In short, a company records as many transactions as possible that affect its financial position.
2. Record transactions in the journal
This is also known as journalizing. A journal chronologically lists transactions and other events in terms of debits and credits to accounts. Each journal entry consists of four parts:
1. The accounts and amounts to be debited.
2. The accounts and amounts to be credited.
3. The date of the transaction.
4. A transaction explanation.
3. Post information from the journal to the ledger
This is the act of transferring information from the journal to the ledger. Posting is needed in order to have a complete record of all accounting transactions in the general ledger, which is used to create a company's financial statements.
4. Prepare an unadjusted trial balance
The unadjusted trial balance is a list of the accounts and their balances at a given time, before any adjusting entries are made to create financial statements. The accounts are listed in the order which they appear in the ledger, with debit balances listed in the left column and credit balances in the right column. The totals of these two columns must match.

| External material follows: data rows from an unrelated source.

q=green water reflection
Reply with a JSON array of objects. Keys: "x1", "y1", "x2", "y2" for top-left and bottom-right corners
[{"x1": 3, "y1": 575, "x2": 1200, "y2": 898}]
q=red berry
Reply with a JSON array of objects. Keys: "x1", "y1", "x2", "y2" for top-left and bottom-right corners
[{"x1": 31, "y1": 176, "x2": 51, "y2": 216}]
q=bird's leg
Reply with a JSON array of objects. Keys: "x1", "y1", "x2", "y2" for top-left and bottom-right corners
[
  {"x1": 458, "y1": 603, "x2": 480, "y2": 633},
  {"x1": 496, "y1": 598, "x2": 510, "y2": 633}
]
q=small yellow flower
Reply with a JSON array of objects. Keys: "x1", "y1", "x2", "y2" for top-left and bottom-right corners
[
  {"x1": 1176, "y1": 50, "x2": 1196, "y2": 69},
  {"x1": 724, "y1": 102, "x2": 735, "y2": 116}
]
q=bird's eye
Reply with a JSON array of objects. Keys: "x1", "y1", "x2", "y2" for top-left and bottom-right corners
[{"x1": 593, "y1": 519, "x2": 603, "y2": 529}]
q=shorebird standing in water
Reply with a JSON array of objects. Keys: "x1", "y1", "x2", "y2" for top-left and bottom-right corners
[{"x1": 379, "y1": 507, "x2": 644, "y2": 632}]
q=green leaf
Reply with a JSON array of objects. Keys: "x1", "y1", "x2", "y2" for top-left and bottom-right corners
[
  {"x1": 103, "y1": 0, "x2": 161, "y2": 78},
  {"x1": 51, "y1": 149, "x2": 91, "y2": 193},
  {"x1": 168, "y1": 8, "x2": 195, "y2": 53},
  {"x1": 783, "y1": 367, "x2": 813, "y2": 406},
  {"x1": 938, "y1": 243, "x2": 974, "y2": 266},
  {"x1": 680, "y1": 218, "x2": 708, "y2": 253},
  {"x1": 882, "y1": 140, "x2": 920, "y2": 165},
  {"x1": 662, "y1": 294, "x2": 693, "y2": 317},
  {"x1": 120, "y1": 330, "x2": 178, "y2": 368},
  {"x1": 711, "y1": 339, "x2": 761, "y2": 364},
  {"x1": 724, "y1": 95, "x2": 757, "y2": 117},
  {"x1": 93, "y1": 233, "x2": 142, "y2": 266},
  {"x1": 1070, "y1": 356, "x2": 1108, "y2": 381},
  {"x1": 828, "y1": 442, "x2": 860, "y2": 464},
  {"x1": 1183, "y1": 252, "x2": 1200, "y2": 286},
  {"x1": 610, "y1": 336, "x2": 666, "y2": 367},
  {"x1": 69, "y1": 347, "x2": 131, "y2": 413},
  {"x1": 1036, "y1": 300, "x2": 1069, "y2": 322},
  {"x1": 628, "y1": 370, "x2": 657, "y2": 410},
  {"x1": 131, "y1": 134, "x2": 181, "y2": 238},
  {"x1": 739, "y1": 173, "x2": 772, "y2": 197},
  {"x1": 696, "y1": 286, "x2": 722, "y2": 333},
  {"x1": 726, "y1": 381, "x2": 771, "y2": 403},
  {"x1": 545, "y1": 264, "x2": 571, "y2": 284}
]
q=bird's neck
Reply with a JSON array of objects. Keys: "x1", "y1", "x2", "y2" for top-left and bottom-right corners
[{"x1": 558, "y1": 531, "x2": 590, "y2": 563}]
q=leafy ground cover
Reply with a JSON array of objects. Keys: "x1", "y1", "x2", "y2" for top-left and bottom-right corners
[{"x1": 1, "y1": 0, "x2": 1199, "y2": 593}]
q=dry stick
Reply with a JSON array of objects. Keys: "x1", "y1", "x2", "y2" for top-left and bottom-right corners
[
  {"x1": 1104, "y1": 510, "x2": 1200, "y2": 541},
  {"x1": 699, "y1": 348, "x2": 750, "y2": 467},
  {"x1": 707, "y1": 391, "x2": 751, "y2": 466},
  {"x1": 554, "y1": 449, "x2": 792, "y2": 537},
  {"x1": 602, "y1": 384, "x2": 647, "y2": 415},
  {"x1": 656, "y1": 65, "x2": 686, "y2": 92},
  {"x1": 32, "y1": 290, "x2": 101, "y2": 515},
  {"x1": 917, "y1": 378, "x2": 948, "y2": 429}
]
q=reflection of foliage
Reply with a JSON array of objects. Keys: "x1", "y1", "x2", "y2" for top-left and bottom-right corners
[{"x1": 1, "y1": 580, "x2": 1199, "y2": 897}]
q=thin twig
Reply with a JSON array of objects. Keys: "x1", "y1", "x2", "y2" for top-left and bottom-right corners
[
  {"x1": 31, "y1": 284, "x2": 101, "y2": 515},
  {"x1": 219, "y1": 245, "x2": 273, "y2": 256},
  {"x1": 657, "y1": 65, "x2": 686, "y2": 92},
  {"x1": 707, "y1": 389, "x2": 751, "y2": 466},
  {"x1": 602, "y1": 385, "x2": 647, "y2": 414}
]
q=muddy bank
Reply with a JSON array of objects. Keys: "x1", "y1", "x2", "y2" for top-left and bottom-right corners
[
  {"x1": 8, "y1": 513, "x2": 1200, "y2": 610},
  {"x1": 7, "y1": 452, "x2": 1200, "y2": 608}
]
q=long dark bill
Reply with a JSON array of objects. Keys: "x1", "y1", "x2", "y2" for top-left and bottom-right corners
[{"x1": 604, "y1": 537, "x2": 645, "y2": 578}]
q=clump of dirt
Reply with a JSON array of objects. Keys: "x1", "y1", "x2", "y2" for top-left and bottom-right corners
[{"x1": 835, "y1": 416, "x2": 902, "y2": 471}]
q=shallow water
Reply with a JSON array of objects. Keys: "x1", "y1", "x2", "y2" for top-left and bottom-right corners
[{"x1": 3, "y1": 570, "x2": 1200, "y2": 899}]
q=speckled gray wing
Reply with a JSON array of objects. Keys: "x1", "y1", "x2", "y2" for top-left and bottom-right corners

5. Preparing to adjust entries
Adjusting entries are journal entries recorded at the end of an accounting period that alter the final balances of various general ledger accounts. These adjustments are made in order to more closely align the reported results and the actual financial position of a business. Adjusting entries follow the principles of revenue recognition and matching.
6. Prepare an adjusted trial balance
After journalizing and posting all adjusting entries, many businesses prepare another trial balance from their ledger and accounts. This is called the adjusted trial balance. It shows the balance of all accounts, including those adjusted, at the end of the accounting period. Therefore, the end result of this adjusted trial balance demonstrates the effects of all financial events that occurred during that particular reporting period.
7. Prepare financial statements
Financial statements can be prepared directly from the adjusted trial balance. A financial statement is an organization's financial results, condition, and cash flow.
8. Prepare closing entries
In the closing phase, temporary balances are reduced to zero in order to prepare the accounts for the next period's transactions. This process empties the entity's temporary accounts and deposits anything remaining into a permanent account.
9. Prepare a post-closing trial balance
The post-closing balance consists only of assets, liabilities, and owners' equity, also known as real or permanent accounts. This balance provides evidence that the company has properly journalized and accurately posted the closing entries.
Now that your company has performed a complete accounting cycle, it's ready for the next reporting period.